He didn't ask for it, but Gerald Ford didn't shirk the White House.
In fact, in 1972 President Nixon was searching for a replacement for Vice President Spiro Agnew who resigned under a bribery and tax evasion scandal. Using the 25th Amendment Nixon called Congressman Ford who, at the time, was mulling retirement after a quarter of a century on Capitol Hill.
Nominated in October of 1973 and installed in December of that year Ford would go on the road sticking up for Nixon and raising money for the Republican party. Suddenly, in August of 1974 he became the President when Nixon resigned in disgrace.
Ford appointed Nelson Rockefeller as his vice president, famously pardoned Nixon and held off Ronald Reagan to earn the GOP nomination. He picked Kansas Sen. Bob Dole as his 1976 running mate, engaged in the first presidential debates in 16 years and promptly lost the general election to Jimmy Carter, making the owner of that flag pin very happy.

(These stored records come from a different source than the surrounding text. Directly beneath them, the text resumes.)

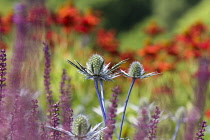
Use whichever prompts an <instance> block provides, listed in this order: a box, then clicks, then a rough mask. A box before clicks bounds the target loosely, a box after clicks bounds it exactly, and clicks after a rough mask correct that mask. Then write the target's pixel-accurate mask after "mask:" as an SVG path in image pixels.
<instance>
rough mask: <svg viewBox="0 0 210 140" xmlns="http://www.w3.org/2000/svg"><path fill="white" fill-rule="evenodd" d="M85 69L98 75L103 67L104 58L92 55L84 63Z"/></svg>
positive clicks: (95, 55)
mask: <svg viewBox="0 0 210 140" xmlns="http://www.w3.org/2000/svg"><path fill="white" fill-rule="evenodd" d="M86 66H87V69H88V70H91V71H88V72H89V73H90V74H91V73H92V74H94V75H99V74H100V72H101V71H102V69H103V67H104V59H103V58H102V57H101V56H100V55H98V54H95V55H92V56H91V57H90V58H89V60H88V62H87V63H86Z"/></svg>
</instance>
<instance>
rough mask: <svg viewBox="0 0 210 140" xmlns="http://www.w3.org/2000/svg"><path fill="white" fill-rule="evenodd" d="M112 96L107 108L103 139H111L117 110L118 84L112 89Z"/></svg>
mask: <svg viewBox="0 0 210 140" xmlns="http://www.w3.org/2000/svg"><path fill="white" fill-rule="evenodd" d="M112 91H113V93H112V98H111V99H110V102H111V104H110V106H109V108H108V114H107V120H106V129H105V130H104V136H103V137H104V139H105V140H112V135H113V133H114V129H115V122H116V120H115V117H116V116H117V115H116V112H117V102H118V100H117V97H118V95H119V93H120V89H119V86H116V87H114V88H113V89H112Z"/></svg>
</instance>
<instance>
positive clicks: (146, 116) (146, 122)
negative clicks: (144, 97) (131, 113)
mask: <svg viewBox="0 0 210 140" xmlns="http://www.w3.org/2000/svg"><path fill="white" fill-rule="evenodd" d="M140 111H141V117H139V119H138V123H137V125H136V130H137V131H136V133H135V135H134V140H143V139H145V138H146V137H147V136H148V129H149V125H148V121H149V117H148V110H147V108H145V107H143V108H142V109H141V110H140Z"/></svg>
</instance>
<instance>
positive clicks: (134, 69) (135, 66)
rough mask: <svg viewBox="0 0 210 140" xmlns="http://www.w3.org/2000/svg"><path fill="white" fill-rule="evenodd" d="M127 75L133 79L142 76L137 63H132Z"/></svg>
mask: <svg viewBox="0 0 210 140" xmlns="http://www.w3.org/2000/svg"><path fill="white" fill-rule="evenodd" d="M128 73H129V75H130V76H131V77H133V78H138V77H141V76H142V75H143V74H144V69H143V67H142V65H141V64H140V63H139V62H138V61H134V62H133V63H132V64H131V65H130V68H129V72H128Z"/></svg>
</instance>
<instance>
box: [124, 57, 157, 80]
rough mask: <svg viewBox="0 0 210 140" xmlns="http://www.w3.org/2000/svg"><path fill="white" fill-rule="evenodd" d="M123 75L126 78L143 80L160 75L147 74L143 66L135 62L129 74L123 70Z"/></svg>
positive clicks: (148, 73)
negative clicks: (152, 76) (123, 75)
mask: <svg viewBox="0 0 210 140" xmlns="http://www.w3.org/2000/svg"><path fill="white" fill-rule="evenodd" d="M121 74H123V75H124V76H125V77H131V78H135V79H143V78H147V77H151V76H154V75H157V74H160V73H157V72H151V73H148V74H145V71H144V68H143V66H142V65H141V64H140V63H139V62H138V61H134V62H133V63H131V65H130V68H129V70H128V73H126V72H125V71H123V70H121Z"/></svg>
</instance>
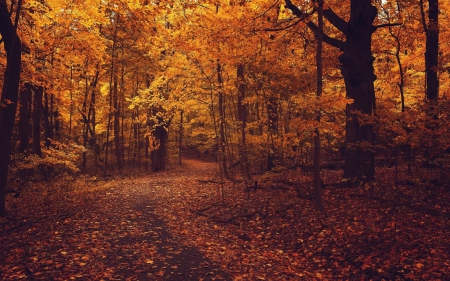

In retirement he was involved with many charities and served on a handful of boards. He considered running again for the White House and, separately, serving as the V.P. on Reagan's 1980 ticket, but neither thought became a reality.
This section is intended for presidential candidates, but First Ladies earn a following and, after reading this Smithsonian Magazine article on Mrs. Ford I'd concern her a nominee.
Ford died in 2006. His old running mate, Sen. Bob Dole would stay in the Senate and later lose the 1996 race to President Bill Clinton.